Sealing the tomb for extra protection, I see Pilate bow to the Jewish leaders just one more time. Now in their fear that maybe this was Jesus Christ, the Son of God, I catch a glimpse of their eyes from the bushes (Matthew 27:66). In my disbelief, I almost fall off the path when I see what looks like Jesus appear to Mary Magdalene, some other women, two Disciples on the way to Emmaus, Simon Peter, and a crowd of additional Disciples not included in the original two. Dumbfounded in regret, my mind blacks out at the minute second I see Him, for He is already gone (Matthew 28:1, Mark 16:1, Luke 24:1, John 20:1).
Jesus Christ, the Son of the Living God, had the worst week in His entire life this week, but unlike us, He responded in gentleness, humility, humbleness, grace, forgiveness, mercy, and love. I find it no coincidence, however, that like this unnamed character, we too may have had a terrible week, but it was nothing in comparison to the tragedy Jesus suffered. We lament at the words said, and tones accusingly used, mourning over the little Christ we should’ve represented to the world but didn’t.
We are all Judas’ kiss, Peter’s denial, and the Disciples’ fear. Some of us are Mary’s tears, the women’s cries, or the criminal hanging on the cross with Jesus asking for Him to “remember me in paradise”. Yet others are the soldiers whipping Him, the officials denying Him, the crowds turning our backs on Him, the other offenders mocking Him from their crucifixions.

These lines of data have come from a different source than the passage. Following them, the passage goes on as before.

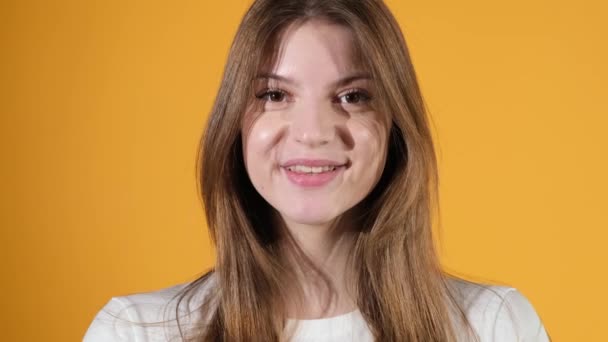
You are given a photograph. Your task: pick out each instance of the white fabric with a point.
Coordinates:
(497, 314)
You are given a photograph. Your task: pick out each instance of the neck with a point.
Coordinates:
(327, 247)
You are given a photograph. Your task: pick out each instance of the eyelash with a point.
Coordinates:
(366, 97)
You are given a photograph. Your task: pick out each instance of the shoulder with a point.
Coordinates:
(146, 316)
(498, 313)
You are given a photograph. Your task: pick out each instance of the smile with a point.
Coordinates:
(315, 176)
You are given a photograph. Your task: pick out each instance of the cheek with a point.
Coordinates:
(258, 137)
(370, 145)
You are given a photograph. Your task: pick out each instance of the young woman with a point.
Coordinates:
(318, 176)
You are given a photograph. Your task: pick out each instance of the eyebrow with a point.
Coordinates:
(339, 83)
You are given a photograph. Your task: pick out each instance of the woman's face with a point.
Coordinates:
(316, 148)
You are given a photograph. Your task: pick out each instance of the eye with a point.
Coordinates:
(354, 96)
(272, 95)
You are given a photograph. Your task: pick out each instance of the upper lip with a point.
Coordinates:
(312, 162)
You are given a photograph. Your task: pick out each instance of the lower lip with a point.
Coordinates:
(312, 179)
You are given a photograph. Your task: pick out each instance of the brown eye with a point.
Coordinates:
(354, 97)
(272, 95)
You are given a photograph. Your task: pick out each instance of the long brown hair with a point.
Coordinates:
(402, 291)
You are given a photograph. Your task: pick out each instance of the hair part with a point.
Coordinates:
(401, 289)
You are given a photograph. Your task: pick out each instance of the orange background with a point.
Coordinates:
(103, 103)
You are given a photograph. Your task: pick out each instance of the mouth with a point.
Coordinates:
(313, 176)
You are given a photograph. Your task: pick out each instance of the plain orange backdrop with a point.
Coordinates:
(103, 103)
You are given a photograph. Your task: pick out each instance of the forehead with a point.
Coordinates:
(315, 51)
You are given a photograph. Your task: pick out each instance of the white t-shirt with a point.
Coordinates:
(497, 314)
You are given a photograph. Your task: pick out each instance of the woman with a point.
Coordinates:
(318, 176)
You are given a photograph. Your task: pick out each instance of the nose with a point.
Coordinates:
(313, 124)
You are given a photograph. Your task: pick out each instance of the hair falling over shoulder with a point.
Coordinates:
(402, 292)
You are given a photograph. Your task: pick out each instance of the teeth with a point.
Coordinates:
(308, 169)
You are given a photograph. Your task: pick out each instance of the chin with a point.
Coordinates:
(309, 217)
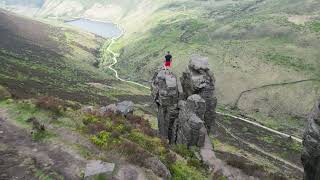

Because for some odd reason, when Jesus faced His most difficult hour, He didn’t lose hope but possessed and became it. He didn’t run away from the future predestined for Him, He ran towards it with open arms. Hanging from the cross with arms stretched wide, He didn’t cry for His pain, but for the sinfulness of ours.
This Easter put yourself in Jesus’ path. Imagine walking down the road that He did. Although you, too, may have had a bad day, week, month, or year, remember that even in His most miserable state, God still acted in profound modesty that He wishes for each of us to have. We know the end of the story. We don’t have to live in regret that’s too late to seek, find, and follow Him.
Isaiah 55:6 remarks, “Seek the Lord while he may be found; call upon him while he is near;” (Isaiah 55:6, ESV).
Sunday is coming, friends and I’m ready. Are you?